Récemment, le récepteur « scavenger » SR-B1 (scavenger receptor-B1), connu comme étant un récepteur des HDL, a été identifié comme un récepteur impliqué dans le catabolisme de Lp(a) [276, 305]. En effet, des études in vitro ont démontré que SR-B1 favorise l'absorption des composants lipidiques et protéiques de Lp(a) [305]. Le rôle du SR-BI dans le catabolisme Lp(a) a également été confirmé chez des souris transgéniques. En effet, la déficience ou la surexpression de SR-B1 chez la souris affecte clairement le catabolisme de Lp(a), suggérant le rôle majeur de ce récepteur dans la clairance de Lp(a)[305].

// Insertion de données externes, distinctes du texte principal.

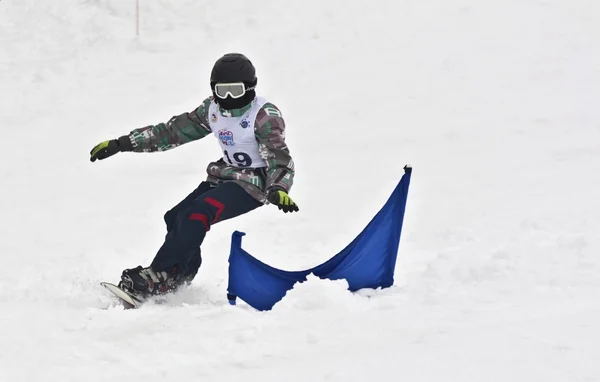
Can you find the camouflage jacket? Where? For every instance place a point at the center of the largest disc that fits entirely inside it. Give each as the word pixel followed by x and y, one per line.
pixel 269 130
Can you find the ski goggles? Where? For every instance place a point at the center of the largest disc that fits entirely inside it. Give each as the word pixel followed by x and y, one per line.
pixel 234 89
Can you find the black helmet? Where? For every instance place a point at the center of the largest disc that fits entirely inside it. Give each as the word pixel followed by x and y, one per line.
pixel 234 67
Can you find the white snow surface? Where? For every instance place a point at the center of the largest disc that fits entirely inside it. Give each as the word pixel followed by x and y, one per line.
pixel 494 103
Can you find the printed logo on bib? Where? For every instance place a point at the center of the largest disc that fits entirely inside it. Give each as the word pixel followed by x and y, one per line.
pixel 245 123
pixel 226 137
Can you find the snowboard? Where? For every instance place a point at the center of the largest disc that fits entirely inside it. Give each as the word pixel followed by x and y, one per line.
pixel 128 300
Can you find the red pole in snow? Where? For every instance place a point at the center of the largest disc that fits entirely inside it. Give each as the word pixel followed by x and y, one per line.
pixel 137 17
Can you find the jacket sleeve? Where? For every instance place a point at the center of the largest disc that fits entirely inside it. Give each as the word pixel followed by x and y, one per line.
pixel 270 133
pixel 180 129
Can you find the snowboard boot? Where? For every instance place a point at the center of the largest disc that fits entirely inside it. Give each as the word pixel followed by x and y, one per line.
pixel 145 282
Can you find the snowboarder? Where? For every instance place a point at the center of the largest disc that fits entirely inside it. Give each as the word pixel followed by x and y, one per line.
pixel 256 169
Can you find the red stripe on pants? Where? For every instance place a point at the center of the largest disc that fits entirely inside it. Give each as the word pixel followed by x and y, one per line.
pixel 218 205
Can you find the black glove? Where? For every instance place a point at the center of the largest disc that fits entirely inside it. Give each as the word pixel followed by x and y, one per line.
pixel 282 200
pixel 108 148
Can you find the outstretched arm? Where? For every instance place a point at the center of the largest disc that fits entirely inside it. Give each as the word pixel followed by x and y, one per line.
pixel 180 129
pixel 270 134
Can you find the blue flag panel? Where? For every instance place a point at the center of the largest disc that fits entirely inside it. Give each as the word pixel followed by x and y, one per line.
pixel 367 262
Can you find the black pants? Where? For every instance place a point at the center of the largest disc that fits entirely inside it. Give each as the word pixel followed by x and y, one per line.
pixel 188 222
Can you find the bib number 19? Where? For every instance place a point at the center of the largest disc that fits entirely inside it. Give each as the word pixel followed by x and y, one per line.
pixel 241 159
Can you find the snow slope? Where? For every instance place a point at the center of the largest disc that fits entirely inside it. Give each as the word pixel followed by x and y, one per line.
pixel 493 103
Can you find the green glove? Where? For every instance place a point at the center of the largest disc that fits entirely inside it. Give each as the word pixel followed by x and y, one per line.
pixel 282 200
pixel 108 148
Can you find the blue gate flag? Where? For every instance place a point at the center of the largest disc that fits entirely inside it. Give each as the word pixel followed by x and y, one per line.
pixel 368 261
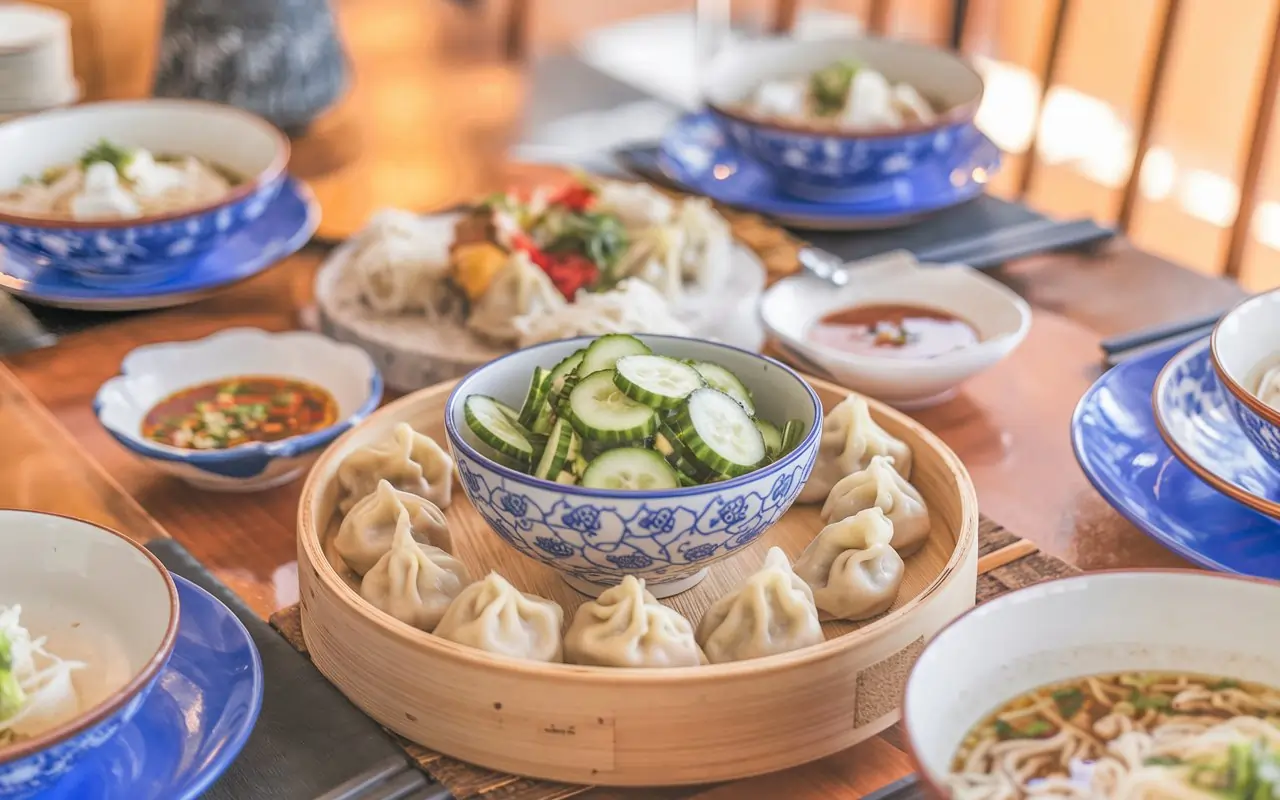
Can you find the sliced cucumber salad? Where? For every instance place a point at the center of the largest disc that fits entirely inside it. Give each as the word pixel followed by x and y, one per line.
pixel 615 415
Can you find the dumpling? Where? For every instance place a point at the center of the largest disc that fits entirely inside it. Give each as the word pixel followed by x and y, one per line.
pixel 520 288
pixel 411 461
pixel 494 616
pixel 412 581
pixel 771 612
pixel 368 530
pixel 1269 388
pixel 851 567
pixel 626 626
pixel 881 487
pixel 850 439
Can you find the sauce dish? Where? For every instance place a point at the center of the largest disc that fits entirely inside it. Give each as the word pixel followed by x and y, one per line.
pixel 154 373
pixel 99 599
pixel 795 306
pixel 1244 344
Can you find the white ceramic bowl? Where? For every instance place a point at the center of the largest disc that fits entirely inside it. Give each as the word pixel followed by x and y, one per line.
pixel 1084 625
pixel 97 598
pixel 1001 318
pixel 152 373
pixel 594 536
pixel 146 248
pixel 1244 344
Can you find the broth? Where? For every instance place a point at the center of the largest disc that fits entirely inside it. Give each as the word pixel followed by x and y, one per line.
pixel 894 330
pixel 1127 735
pixel 234 411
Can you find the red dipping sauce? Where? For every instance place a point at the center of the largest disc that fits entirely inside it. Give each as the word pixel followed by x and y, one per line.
pixel 892 330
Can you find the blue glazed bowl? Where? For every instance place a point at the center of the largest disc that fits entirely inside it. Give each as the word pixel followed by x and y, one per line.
pixel 146 248
pixel 100 599
pixel 832 164
pixel 595 538
pixel 152 373
pixel 1246 343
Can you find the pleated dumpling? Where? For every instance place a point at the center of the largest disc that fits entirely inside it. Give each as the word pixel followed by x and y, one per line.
pixel 366 531
pixel 411 461
pixel 494 616
pixel 881 487
pixel 412 581
pixel 771 612
pixel 851 567
pixel 850 439
pixel 626 626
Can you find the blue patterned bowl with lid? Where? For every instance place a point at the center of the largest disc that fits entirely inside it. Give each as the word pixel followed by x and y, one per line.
pixel 594 536
pixel 152 247
pixel 833 163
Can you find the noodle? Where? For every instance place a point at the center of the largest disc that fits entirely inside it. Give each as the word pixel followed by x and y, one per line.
pixel 1133 736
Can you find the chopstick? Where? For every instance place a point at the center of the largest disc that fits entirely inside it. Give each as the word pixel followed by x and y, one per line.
pixel 393 778
pixel 1157 333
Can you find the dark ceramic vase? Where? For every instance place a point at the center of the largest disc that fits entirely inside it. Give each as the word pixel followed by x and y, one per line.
pixel 280 59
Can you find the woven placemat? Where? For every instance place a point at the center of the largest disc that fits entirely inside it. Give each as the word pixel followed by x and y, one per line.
pixel 1005 562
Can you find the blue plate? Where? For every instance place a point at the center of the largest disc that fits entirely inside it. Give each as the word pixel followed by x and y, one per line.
pixel 694 152
pixel 1197 424
pixel 280 231
pixel 1119 447
pixel 195 722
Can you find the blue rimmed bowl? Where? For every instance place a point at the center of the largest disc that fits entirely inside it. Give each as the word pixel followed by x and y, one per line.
pixel 97 598
pixel 152 373
pixel 835 164
pixel 1244 344
pixel 594 538
pixel 146 248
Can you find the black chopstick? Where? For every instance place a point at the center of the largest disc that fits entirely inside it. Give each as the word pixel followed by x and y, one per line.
pixel 905 789
pixel 1157 333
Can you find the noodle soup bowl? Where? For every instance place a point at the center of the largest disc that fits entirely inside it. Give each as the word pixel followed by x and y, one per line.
pixel 1246 343
pixel 147 248
pixel 827 163
pixel 100 599
pixel 1101 622
pixel 594 538
pixel 155 371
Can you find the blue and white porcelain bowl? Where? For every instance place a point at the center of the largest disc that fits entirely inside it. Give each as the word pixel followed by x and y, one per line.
pixel 594 538
pixel 828 164
pixel 1246 343
pixel 145 248
pixel 152 373
pixel 97 598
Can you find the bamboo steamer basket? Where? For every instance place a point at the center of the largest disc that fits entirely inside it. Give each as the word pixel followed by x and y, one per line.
pixel 632 727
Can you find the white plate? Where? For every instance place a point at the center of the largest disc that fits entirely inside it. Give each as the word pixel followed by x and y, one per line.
pixel 414 353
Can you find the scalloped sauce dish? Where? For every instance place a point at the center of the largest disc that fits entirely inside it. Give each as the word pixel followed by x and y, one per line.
pixel 901 332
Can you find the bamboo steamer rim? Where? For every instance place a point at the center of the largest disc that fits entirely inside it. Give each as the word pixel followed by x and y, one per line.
pixel 630 676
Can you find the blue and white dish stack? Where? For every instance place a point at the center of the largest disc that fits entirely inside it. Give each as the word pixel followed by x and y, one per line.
pixel 1180 442
pixel 827 177
pixel 161 259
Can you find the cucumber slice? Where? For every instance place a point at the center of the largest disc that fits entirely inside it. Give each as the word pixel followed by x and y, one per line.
pixel 602 412
pixel 566 368
pixel 657 382
pixel 772 437
pixel 718 433
pixel 538 389
pixel 630 469
pixel 792 432
pixel 560 449
pixel 494 426
pixel 603 352
pixel 720 378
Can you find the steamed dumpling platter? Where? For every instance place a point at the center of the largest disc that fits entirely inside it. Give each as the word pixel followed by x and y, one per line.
pixel 588 257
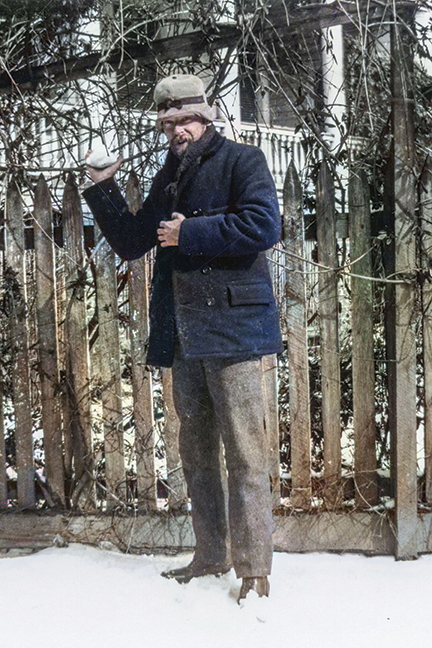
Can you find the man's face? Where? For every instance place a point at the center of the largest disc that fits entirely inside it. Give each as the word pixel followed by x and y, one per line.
pixel 182 131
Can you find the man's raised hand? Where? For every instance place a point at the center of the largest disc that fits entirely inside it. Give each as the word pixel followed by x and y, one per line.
pixel 169 231
pixel 99 175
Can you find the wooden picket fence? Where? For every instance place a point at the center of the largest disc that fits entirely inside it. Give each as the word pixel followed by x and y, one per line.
pixel 74 367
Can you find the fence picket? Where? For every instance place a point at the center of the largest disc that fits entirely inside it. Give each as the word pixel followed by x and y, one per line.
pixel 141 376
pixel 15 267
pixel 328 313
pixel 402 375
pixel 296 322
pixel 177 490
pixel 47 341
pixel 271 418
pixel 3 478
pixel 107 371
pixel 426 263
pixel 77 365
pixel 362 341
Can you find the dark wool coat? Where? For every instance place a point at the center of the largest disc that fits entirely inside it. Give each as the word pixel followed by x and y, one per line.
pixel 214 290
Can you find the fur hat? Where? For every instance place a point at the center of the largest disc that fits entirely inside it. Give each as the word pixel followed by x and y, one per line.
pixel 180 95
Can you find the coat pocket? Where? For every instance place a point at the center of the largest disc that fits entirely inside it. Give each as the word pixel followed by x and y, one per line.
pixel 251 294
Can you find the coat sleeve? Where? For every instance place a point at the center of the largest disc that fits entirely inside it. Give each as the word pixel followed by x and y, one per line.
pixel 253 222
pixel 130 235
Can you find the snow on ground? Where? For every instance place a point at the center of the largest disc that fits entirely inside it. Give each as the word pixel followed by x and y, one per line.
pixel 84 597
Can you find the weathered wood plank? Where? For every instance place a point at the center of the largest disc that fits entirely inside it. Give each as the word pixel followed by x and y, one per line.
pixel 296 325
pixel 141 375
pixel 426 264
pixel 404 376
pixel 363 367
pixel 328 313
pixel 47 342
pixel 362 532
pixel 77 349
pixel 107 370
pixel 271 417
pixel 177 489
pixel 15 275
pixel 3 480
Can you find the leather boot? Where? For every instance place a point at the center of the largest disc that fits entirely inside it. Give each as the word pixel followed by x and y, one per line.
pixel 195 569
pixel 258 584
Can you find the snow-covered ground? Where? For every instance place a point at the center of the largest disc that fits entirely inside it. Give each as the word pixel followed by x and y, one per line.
pixel 83 597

Figure 2-7 : Métabolisme de Lp(a). Dans le foie, le récepteur farnésoïde X (FXR) est un régulateur négatif, tandis que le facteur nucléaire hépatocytaire 4α (HNF4α) favorise l'expression de l'apolipoprotéine(a) [apo(a)]. Le catabolisme de Lp(a) est assez controversé, mais des études ont montré qu'il repose, au moins en partie, sur le récepteur de LDL (LDLR), alors que l’implication du récepteur de VLDLR et le récepteur du plasminogène (PLGRKT) reste à élucider. Tiré de [109].